¿Pero no somos iguales?, pensó Hollis. ¿Lespere y yo? ¿Aquí, ahora? Lo que termina ya no existe. ¿Y de que sirve entonces? Uno muere de un modo o de otro. Pero era como tratar de explicar qué distingue a un hombre vivo de un cadáver. Hay una chispa en uno, un aura, un misterioso elemento… y nada en el otro.
Así ocurría con Lespere y él, Hollis. Lespere había vivido plenamente y esa vida lo transformaba ahora en un hombre distinto. Él, Hollis, estaba muerto desde hacía muchos años. Ambos habían llegado a la muerte por distintos caminos y si había diferentes clases de muerte, las de ellos tenían que ser tan distintas como el día y la noche. La cualidad de la muerte como la de la vida debe ser de una infinita variedad, y si uno ya ha muerto una vez, ¿qué queda por encontrar cuando uno muere para siempre como él ahora?

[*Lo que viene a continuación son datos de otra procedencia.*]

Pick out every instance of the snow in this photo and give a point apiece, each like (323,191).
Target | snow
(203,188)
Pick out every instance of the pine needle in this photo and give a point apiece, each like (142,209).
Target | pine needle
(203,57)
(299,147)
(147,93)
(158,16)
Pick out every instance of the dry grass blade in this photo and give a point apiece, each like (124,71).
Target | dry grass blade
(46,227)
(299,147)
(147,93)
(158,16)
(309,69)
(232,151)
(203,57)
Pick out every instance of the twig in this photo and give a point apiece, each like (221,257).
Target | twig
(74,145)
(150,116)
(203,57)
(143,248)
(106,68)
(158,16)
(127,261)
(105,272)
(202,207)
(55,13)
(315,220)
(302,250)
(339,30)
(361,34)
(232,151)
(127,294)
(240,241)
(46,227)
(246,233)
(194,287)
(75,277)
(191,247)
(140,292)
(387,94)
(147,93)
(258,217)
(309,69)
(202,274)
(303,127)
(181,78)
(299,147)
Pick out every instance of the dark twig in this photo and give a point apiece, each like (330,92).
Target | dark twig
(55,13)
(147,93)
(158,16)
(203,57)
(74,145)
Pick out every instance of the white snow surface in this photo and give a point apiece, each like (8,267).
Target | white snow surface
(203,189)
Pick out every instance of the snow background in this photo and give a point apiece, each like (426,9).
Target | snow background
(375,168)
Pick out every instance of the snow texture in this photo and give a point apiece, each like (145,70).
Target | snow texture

Un segundo después descubría que había perdido el pie izquierdo. Casi se río. El aire volvía a salir de su traje Hollis se inclinó rápidamente y vió la sangre, el meteoro le había arrancado la carne y la ropa hasta la altura del tobillo. Oh, morir en el espacio era algo casi cómico. El espacio lo corta uno pedazo a pedazo, como un invisible y negro carnicero. Hollis apretó la válvula que llevaba en la rodilla. La cabeza le daba vueltas de dolor. Trató de no perder el conocimiento, y con la válvula apretada, la sangre retenida, y el aire otra vez en el traje, se enderezó y siguió cayendo.